There is nothing more attractive then a person who has the courage to see more and be more than they think they are or think is true. Honestly balanced and well developed people, or people striving to be either, are hard to come by. I've experienced immaturity in both f's and t's and contrary to popular belief as an infp, I have not been the clingy, dramatic one in a relationship with t's :dry: I have been too closed off and inaccessible myself. 

I do not care for f or t. I don't idealise either. I don't think any is more desirable or attractive. It's not what you have, it's how you use it. How you are as a whole person. The more I learn about type and people in general, the less I believe any is truly more mature or emotionally developed, as much as people like to suggest dom or aux t's are.


----------



## skycloud86 (Jul 15, 2009)

The Great One said:


> This thread is lowering my self-esteem.:frustrating:


Why? Barely 20 women (if all the voters are indeed women) have voted in the poll. There are many women who are attracted to Feeler men, including some who voted in the poll and/or posted in this thread.

I think many women tend to be attracted more to T men because T fits the societal expectations of a man far more than F does.


----------



## The Great One (Apr 19, 2010)

skycloud86 said:


> Why? Barely 20 women (if all the voters are indeed women) have voted in the poll. There are many women who are attracted to Feeler men, including some who voted in the poll and/or posted in this thread.
> 
> I think many women tend to be attracted more to T men because T fits the societal expectations of a man far more than F does.


lol, I wasn't be serious homie. I was just messing around. Hakuna Matata my man....


----------



## skycloud86 (Jul 15, 2009)

The Great One said:


> lol, I wasn't be serious homie. I was just messing around. Hakuna Matata my man....

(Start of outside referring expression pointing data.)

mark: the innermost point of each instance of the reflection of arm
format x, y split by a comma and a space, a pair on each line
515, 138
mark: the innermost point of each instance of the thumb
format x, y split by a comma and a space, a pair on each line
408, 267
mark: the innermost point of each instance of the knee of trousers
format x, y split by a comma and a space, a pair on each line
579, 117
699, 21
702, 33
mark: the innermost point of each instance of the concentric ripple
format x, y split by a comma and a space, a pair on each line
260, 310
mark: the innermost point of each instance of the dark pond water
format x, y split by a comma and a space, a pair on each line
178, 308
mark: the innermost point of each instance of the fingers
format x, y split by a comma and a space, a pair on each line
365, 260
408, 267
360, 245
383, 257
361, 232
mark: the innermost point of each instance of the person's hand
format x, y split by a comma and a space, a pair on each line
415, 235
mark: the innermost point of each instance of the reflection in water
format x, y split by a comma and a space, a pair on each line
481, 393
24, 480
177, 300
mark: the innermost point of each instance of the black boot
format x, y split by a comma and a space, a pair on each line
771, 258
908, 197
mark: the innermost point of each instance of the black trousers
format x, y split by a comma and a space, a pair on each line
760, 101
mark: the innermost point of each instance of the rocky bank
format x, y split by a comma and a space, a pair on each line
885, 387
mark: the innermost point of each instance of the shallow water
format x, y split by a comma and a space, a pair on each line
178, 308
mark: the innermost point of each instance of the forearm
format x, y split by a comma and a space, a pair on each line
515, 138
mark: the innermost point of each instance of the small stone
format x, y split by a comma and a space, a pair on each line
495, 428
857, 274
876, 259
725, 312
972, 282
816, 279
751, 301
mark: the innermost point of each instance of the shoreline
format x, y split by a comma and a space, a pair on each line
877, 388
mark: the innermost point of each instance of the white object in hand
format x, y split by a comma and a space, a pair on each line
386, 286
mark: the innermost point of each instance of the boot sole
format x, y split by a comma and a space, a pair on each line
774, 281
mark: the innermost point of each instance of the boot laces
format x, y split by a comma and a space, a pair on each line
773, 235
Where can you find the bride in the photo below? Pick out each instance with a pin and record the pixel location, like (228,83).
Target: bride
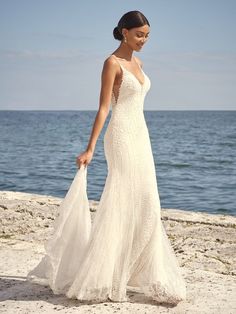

OK, good to know. I'm glad that your self esteem isn't too affected by one online poll.


----------



## Plaxico (Dec 11, 2010)

If its a balance as i've seen in some of the responses, then that's good for me. Because while my other traits are pretty stable, i vary between t and f on personality tests. But it does suck not knowing what type I am, or is it a good thing?


----------



## The Great One (Apr 19, 2010)

skycloud86 said:


> OK, good to know. I'm glad that your self esteem isn't too affected by one online poll.


lol, I could give less of a damn.


----------



## Happyfacesmiles (Oct 24, 2010)

The Great One said:


> This thread is lowering my self-esteem.:frustrating:


es hokey, TGO, :happy: I like F's...T's are a lil too cold for me and I like knowing when a guy cares...which still makes me totally shocked that more ladies like T's than F's...


----------



## snail (Oct 13, 2008)

F all the way! 

Go F! 

*cheers*

*looks at poll results showing a strong T preference* 



*cheers alone for the underdogs*
:bored:


----------



## Tridentus (Dec 14, 2009)

i hope the guys have had the good sense not to vote- i probably should have added a "im a guy" option.

i figured it would be about 1/3. unlike the rest of the Fs i find this thread really encouraging- the ones with a preference for Ts aren't the type of women i'd go for anyway.


----------



## skycloud86 (Jul 15, 2009)

Happyfacesmiles said:


> es hokey, TGO, :happy: I like F's...T's are a lil too cold for me and I like knowing when a guy cares...which still makes me totally shocked that more ladies like T's than F's...


It was just a joke on his part. I thought he was being serious as well.


----------



## skycloud86 (Jul 15, 2009)

Tridentus said:


> i hope the guys have had the good sense not to vote- i probably should have added a "im a guy" option.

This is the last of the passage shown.